The company recently posted its strongest gross margin in the past decade, 28.7 percent in the third quarter of last year, a performance that beats many of the Taiwanese electronics firms traded on the main bourse.
The acquisition will turn Yageo, the nation’s biggest passive component maker, into a privately held company and result in its de-listing from the TAIEX once Orion Investment Co, a venture company created by Chen and KKR obtains a 50 percent stake in Yageo. As KKR and Chen currently own more than a 34 percent stake in Yageo, passing the 50 percent threshold should not be difficult.

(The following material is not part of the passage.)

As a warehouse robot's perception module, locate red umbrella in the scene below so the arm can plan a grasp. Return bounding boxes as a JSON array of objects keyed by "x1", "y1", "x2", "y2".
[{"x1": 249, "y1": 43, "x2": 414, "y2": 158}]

It would be even easier to push through the proposal at the annual general meeting, as management needs only to secure 50 percent of proxy votes from shareholders. Individual shareholders in Yageo are likely to be forced to accept an offer of NT$16.1 per share.
Yageo’s board backed the bid after a special task force was created to oversee the matter and KMPG International Corp and China Intangible Asset Appraisement Co were hired to review the offer.
Yago said the NT$16.1 per share was higher than the company’s stock price has been for seven years and that the valuation of the company at 11 times earnings was also reasonable.
Chen told a media briefing that the deal would help Yageo grow by enabling it to operate in new markets and leveraging its strategic partnership with KKR, but he did not explain why such growth could only be achieved by de-listing or removing regulatory scrutiny.
Individual shareholders cannot overturn a decision made by the company’s major shareholders, Chen and KKR. Their only hope now is that the government decides it should oversee the deal.
More importantly, the Yageo case will not be the last private fund takeover bid for a Taiwanese company, especially with more overseas funds flowing into Asia and emerging markets in search of higher returns on investment.
In light of this, the government needs to tighten M&A regulations to ensure the interests of individual shareholders are properly protected.